Experts' Workshop on the 2005 Convention, UNESCO, Paris, December 17th 2018.
The 2005 Convention on the Protection and Promotion of the Diversity of Cultural Expressions was one of the fastest conventions ever to have passed the UN General Assembly, and the only major international legal instrument on culture and creative industries. I held a seminar on the Convention here in the Centre four years ago, when Justin O’Connor was a Warwick Institute of Advanced Study International Fellow. Here he is now leading a major international research project with participants from the USA, South Africa and Hong Kong, and taking a global view on UNESCO’s main programs supporting the Convention. These include case analyses in Asia and Africa, looking specifically at the Expert Facility, the International Fund for Cultural Diversity and the Creative Cities Network. This seminar, however, was more focused and gathered experts on the Convention, including the Convention management team at the UNESCO HQ.

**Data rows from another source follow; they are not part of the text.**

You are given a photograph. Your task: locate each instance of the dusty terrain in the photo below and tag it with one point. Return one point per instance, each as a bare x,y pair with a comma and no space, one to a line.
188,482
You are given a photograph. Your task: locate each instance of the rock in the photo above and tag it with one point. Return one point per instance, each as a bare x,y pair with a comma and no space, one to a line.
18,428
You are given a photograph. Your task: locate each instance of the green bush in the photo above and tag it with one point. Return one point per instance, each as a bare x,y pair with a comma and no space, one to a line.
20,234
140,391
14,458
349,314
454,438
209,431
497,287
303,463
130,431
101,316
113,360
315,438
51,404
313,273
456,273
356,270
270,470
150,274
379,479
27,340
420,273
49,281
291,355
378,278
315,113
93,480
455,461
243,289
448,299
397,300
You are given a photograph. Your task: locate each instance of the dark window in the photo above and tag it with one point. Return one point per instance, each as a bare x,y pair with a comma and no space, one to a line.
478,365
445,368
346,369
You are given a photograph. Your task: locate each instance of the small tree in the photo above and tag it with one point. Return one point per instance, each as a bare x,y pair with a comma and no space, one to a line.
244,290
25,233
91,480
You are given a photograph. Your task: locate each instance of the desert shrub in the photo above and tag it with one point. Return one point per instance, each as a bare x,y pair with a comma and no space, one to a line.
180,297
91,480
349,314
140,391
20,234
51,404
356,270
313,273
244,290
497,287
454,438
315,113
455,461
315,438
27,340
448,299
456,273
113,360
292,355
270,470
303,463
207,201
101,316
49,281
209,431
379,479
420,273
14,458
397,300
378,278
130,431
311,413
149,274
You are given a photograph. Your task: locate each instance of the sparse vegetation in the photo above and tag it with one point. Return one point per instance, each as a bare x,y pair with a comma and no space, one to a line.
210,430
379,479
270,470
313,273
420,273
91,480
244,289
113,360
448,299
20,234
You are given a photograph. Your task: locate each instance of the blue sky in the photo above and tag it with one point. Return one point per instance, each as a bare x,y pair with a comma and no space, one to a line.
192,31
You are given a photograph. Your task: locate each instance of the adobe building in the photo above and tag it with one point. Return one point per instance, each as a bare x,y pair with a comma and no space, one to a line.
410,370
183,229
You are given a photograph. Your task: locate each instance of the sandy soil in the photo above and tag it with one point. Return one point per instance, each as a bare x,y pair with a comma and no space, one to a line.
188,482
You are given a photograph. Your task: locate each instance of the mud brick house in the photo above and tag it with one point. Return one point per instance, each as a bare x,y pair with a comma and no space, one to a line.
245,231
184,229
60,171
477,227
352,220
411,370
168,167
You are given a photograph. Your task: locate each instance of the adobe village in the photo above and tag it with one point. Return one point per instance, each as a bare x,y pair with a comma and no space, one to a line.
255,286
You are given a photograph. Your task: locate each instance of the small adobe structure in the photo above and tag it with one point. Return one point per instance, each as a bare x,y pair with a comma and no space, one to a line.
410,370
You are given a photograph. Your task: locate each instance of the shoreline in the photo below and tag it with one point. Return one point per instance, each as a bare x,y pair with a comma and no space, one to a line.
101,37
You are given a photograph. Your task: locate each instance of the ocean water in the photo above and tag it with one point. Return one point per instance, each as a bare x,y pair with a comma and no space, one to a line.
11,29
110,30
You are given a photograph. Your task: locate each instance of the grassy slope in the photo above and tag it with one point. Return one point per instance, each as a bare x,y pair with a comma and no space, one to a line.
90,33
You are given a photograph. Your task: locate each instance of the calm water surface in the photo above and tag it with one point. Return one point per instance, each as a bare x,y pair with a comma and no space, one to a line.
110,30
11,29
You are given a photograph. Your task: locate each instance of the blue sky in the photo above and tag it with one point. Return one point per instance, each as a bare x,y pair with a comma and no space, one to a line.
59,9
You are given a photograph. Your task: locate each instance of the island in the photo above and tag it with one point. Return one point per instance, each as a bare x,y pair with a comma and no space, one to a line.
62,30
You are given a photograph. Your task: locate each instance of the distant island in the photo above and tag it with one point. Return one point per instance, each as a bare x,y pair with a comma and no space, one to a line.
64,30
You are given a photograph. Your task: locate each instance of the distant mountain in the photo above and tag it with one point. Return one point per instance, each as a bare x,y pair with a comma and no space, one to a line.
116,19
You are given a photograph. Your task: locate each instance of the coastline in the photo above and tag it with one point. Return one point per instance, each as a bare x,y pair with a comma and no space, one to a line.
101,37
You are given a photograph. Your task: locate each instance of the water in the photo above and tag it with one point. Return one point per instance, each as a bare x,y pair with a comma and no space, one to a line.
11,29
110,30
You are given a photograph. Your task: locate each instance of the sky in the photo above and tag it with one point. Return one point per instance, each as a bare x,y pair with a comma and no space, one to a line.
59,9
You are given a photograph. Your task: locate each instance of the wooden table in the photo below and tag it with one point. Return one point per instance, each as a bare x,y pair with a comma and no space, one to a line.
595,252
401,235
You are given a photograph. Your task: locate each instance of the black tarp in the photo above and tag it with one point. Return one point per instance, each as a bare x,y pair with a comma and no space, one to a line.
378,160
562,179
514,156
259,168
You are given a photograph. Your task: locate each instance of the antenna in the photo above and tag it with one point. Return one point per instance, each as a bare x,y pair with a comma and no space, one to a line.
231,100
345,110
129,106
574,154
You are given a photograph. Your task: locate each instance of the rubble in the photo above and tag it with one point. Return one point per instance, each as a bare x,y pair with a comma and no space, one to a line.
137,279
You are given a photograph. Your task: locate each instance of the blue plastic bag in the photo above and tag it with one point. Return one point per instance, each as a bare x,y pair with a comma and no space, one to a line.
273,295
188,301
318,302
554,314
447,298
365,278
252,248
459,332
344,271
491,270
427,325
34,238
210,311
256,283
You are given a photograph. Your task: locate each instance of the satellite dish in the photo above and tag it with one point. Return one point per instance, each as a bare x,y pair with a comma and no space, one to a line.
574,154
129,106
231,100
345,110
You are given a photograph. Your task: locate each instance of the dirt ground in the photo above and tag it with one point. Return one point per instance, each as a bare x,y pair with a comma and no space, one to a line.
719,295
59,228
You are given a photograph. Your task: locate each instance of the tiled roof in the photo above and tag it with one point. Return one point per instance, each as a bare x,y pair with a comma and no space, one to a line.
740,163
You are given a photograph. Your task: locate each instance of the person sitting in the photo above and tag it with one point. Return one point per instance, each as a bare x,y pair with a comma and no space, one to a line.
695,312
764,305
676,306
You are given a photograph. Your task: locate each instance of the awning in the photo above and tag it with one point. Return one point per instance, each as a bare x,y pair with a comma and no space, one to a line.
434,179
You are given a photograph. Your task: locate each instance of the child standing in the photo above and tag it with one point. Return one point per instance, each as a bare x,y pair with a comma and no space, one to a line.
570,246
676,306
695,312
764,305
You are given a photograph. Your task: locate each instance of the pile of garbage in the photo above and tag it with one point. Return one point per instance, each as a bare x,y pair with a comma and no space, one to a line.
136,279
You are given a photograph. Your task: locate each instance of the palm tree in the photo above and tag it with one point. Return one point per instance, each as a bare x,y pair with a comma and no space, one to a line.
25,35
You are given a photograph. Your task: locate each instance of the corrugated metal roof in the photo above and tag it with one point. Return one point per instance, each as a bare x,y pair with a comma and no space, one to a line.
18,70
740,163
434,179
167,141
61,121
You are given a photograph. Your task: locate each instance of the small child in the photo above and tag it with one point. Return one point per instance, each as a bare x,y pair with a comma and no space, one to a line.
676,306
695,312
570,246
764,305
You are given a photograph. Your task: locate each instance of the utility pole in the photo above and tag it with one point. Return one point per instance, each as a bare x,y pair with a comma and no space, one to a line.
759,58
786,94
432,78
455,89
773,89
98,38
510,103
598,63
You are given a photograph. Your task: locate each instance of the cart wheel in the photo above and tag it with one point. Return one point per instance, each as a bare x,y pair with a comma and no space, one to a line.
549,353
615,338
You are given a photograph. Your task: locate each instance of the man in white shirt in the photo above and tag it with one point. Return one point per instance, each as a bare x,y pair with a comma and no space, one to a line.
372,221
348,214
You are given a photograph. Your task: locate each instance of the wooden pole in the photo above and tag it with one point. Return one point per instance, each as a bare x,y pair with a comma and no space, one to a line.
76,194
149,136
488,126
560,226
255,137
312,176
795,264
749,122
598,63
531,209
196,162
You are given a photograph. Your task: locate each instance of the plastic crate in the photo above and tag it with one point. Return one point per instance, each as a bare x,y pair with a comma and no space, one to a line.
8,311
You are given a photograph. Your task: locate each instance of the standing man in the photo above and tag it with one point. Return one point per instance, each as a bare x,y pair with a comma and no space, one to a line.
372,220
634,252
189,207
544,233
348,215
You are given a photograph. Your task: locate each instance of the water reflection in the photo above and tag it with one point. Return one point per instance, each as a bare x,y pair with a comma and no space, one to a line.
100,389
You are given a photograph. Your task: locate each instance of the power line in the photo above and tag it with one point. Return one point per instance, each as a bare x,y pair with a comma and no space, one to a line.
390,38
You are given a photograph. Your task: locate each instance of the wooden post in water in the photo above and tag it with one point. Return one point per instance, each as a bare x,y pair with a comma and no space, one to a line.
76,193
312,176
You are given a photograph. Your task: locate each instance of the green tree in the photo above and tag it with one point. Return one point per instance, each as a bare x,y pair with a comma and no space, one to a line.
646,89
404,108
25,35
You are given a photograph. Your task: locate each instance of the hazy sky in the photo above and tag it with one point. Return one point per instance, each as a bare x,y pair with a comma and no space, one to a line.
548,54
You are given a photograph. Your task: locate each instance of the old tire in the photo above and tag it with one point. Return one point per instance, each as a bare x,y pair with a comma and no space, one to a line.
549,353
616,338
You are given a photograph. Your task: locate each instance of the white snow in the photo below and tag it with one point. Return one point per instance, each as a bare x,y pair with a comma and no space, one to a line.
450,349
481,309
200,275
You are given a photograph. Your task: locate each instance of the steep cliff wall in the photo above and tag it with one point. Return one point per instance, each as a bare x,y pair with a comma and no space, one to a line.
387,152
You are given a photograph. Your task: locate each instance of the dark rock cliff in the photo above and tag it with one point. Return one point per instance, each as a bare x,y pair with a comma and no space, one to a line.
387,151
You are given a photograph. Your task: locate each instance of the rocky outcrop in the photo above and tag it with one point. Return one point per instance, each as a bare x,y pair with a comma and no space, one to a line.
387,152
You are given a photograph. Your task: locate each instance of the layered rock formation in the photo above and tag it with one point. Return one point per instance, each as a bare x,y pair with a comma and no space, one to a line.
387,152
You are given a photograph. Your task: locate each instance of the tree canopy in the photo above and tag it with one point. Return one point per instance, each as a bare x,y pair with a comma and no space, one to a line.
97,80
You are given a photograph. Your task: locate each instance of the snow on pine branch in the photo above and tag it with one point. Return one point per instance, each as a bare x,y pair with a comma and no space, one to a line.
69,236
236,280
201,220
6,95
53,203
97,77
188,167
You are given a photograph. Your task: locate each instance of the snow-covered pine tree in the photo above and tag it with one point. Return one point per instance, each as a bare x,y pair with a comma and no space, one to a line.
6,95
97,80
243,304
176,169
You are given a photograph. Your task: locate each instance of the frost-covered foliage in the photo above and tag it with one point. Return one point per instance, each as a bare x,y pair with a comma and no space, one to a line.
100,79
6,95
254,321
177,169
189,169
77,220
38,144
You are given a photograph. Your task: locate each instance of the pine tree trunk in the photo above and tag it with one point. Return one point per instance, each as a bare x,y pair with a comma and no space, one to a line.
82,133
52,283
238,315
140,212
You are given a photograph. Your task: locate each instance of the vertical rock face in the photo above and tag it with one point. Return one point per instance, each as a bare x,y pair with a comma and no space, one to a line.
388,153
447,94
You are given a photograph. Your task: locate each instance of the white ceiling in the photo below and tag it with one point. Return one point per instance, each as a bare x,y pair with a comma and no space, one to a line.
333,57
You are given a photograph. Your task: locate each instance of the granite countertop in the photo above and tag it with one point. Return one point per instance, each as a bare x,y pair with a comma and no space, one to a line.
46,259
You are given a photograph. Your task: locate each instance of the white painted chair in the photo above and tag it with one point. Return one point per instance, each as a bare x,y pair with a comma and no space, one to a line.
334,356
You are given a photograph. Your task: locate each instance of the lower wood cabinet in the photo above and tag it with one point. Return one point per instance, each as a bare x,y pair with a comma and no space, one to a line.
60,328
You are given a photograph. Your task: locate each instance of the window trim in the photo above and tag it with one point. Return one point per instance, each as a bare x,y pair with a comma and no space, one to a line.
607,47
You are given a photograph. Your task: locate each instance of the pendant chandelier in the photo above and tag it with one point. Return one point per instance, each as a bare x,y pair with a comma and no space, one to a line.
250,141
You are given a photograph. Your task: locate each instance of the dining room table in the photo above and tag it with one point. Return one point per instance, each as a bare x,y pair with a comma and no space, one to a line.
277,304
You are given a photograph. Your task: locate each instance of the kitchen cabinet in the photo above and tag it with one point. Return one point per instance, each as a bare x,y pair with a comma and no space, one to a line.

The discussion aimed to frame the projected longitudinal assessment around culture, economy and development – themes some of the group had been discussing since we met as the Global Cultural Economy Network in Shanghai in 2012. UNESCO has a deep and long intellectual history, easily forgotten. And the Convention, despite an ongoing intergovernmental collaboration facility and extensive civil society involvement, is not overly visible within the spectrum of member state national cultural policy commitments. The Convention, however, is not just a legal agreement, but a growing project – of sponsoring research, expert technical intervention, training and evaluation, funded projects and a range of other promotional activities. It has four key goals: cultural governance, cultural flows and mobility, sustainable development through culture, and Human Rights. For me, these are the four globally significant subjects of cultural policy today. The seminar broached each of them, and helped define the scope and criteria for the above project and for the rest of us (me specifically) help define an evolving project on the role of global cultural policy and development discourse in post-Brexit UK cultural policy.
There are 11 UNESCO Chairs (recognized academic leaders) in cultural policy in the world, one of which will be an IAS International Fellow – based here in the Centre, hosted by me -- this coming June: Serhan Ada from Istanbul, UNESCO Chair in Cultural Diplomacy. We will be doing various activities, soon to be advertised.